Interaction Estimate ( $\theta_{rma}$ ): The trained adaptation ensemble estimates the parameter from real-time interaction history, providing an uncertainty estimate ( $\sigma_{rma}$ ).
Fusion Mechanism: The estimates are combined using Inverse-Variance Weighting:
$\hat{\theta} = \frac{\theta_{vlm}/\sigma_{vlm}^2 + \theta_{rma}/\sigma_{rma}^2}{1/\sigma_{vlm}^2 + 1/\sigma_{rma}^2}$
- Logic: If the interaction history is uncertain (high $\sigma_{rma}$ ), the system relies more on the VLM prior. If the VLM is uncertain (high $\sigma_{vlm}$ ), the system relies more on the interaction data. This creates a "digital twin" that is both geometrically and physically informed.

3. Key Contributions

Uncertainty-Aware Fusion: The first framework to explicitly fuse VLM-inferred physical priors with online interaction-based adaptation using inverse-variance weighting. This addresses the "intermittent contact" problem where interaction data alone is insufficient.
Interpretable Parameter Conditioning: Unlike RMA which uses latent vectors, Phys2Real conditions policies directly on interpretable physical parameters (e.g., CoM), enabling direct combination with VLM outputs.
Physically-Informed Digital Twins: A pipeline combining 3D Gaussian Splatting reconstruction with online physical property estimation, creating simulation assets that are both geometrically accurate and dynamically tuned.
Novel Application of VLMs: Demonstrates the use of VLMs not just for high-level planning, but for providing calibrated, low-level physical priors for closed-loop control.

4. Experimental Results

The method was evaluated on a 6-DOF UFactory xArm robot using two planar pushing tasks: T-block pushing (varying CoM) and Hammer pushing (off-center mass).

Key Findings:

T-Block (Weight at Top - Challenging):
- Phys2Real: 57.14% success rate.
- Domain Randomization (DR): 23.81% success rate.
- VLM-only: 4.76% success rate.
- RMA-only: 14.29% success rate.
- Insight: Neither VLM nor RMA alone is sufficient; fusion is critical for difficult dynamics.
T-Block (Weight at Bottom - Easier):
- Phys2Real: 100% success rate.
- DR: 79.17% success rate.
- Privileged Oracle (Ground Truth): 95.83% success rate.
- Insight: Phys2Real matches the performance of an oracle with ground-truth physics without actually having it.
Hammer Pushing:
- Both Phys2Real and DR achieved 100% success.
- Efficiency: Phys2Real completed tasks 15% faster (77.79s vs 90.65s) than DR, demonstrating more efficient trajectory generation.
Ablation Studies: Confirmed that the combination of VLM and interaction data is essential. Removing either component led to significant performance drops, especially in high-uncertainty scenarios.
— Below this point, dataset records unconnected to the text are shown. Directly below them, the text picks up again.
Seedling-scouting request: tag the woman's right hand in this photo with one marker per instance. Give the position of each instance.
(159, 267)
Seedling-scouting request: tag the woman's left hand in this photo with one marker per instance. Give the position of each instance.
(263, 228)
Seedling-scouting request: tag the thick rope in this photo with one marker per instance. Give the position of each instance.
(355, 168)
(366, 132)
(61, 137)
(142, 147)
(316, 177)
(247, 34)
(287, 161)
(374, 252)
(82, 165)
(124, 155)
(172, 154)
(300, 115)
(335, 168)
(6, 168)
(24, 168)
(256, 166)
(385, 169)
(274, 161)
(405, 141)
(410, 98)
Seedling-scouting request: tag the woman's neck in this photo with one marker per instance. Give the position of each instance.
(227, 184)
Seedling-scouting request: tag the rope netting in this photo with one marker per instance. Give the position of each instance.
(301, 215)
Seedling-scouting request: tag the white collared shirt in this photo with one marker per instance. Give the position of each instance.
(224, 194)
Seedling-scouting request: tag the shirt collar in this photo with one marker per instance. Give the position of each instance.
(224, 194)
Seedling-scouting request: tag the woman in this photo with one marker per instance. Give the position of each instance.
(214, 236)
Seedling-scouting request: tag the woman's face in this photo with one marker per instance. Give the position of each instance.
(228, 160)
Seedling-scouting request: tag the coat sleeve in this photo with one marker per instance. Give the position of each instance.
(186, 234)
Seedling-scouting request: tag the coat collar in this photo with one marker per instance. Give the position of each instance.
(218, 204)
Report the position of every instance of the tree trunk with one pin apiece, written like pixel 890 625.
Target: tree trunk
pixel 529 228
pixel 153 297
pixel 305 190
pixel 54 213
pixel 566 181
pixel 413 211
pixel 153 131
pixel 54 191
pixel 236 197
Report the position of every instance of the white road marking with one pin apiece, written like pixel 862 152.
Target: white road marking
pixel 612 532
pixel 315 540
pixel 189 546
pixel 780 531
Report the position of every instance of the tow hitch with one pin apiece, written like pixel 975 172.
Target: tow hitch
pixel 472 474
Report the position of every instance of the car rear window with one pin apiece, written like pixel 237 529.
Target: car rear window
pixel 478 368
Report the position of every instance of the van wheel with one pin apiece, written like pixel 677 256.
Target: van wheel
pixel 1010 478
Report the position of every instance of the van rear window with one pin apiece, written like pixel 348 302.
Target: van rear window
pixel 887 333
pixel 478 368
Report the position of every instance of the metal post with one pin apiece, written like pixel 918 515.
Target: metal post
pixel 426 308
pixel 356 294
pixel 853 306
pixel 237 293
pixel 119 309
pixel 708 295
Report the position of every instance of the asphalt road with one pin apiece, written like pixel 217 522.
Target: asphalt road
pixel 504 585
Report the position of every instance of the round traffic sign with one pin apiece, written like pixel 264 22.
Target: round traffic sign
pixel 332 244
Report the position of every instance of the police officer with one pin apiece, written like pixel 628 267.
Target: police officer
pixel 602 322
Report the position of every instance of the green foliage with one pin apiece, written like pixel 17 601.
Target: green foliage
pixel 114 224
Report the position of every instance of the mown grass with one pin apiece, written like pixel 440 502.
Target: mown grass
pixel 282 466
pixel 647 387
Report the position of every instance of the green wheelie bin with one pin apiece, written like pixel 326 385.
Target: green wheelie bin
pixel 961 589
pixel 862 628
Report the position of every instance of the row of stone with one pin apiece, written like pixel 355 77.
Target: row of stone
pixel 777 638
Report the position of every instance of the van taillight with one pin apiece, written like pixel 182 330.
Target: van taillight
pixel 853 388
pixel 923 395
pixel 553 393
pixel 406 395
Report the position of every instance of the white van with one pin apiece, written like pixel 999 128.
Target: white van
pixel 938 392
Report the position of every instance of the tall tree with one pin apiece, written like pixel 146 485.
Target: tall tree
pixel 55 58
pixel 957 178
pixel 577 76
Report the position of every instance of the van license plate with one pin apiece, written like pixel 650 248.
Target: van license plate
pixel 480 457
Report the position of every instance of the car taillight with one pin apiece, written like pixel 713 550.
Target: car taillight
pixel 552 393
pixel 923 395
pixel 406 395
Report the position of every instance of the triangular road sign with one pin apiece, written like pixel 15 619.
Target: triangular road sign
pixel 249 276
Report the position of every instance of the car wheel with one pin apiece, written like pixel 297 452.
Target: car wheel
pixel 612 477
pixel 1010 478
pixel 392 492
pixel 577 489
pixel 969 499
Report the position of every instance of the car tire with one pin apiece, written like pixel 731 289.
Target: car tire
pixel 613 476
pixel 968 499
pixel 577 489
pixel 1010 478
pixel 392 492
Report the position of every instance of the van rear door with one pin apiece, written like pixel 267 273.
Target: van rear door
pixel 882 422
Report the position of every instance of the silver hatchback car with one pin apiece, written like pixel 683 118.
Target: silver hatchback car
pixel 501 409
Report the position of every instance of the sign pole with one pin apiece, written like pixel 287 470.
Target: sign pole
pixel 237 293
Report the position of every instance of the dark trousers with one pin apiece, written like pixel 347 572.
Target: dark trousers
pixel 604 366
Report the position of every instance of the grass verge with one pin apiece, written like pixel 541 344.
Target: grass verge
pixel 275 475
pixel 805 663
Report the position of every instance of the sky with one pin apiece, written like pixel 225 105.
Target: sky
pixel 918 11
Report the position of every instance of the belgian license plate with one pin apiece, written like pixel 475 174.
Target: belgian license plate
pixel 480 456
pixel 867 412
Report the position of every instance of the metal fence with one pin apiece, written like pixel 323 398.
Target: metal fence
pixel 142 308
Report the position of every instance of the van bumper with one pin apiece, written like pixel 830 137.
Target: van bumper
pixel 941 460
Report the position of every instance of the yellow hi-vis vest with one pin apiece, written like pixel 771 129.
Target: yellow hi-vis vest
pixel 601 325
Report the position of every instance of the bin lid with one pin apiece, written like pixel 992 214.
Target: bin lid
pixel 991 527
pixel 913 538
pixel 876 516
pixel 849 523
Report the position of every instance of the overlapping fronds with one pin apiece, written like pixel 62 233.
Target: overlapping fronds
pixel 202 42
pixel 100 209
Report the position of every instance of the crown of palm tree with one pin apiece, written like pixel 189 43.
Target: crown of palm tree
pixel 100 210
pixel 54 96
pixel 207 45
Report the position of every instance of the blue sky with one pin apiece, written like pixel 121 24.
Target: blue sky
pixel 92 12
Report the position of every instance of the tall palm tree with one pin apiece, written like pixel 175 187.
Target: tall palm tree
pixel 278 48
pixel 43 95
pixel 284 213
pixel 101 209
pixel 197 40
5. Significance and Impact

Bridging the Sim-to-Real Gap: Phys2Real offers a scalable alternative to Domain Randomization by enabling policies to adapt to specific object properties rather than averaging over them.
Efficiency: By leveraging VLM priors, the robot requires less exploration time to learn object dynamics, reducing the number of real-world interactions needed for successful deployment.
Generalization: The framework is designed to handle objects with unknown meshes and varying physical properties, moving towards more general robotic manipulation systems.
Future Direction: This work paves the way for integrating foundation models (VLMs) with physical grounding, suggesting a future where robots use semantic knowledge to initialize physical reasoning, which is then refined through real-world interaction.

In conclusion, Phys2Real successfully demonstrates that fusing visual priors from foundation models with interactive adaptation allows robots to achieve near-oracle performance in real-world manipulation tasks without requiring ground-truth physical models.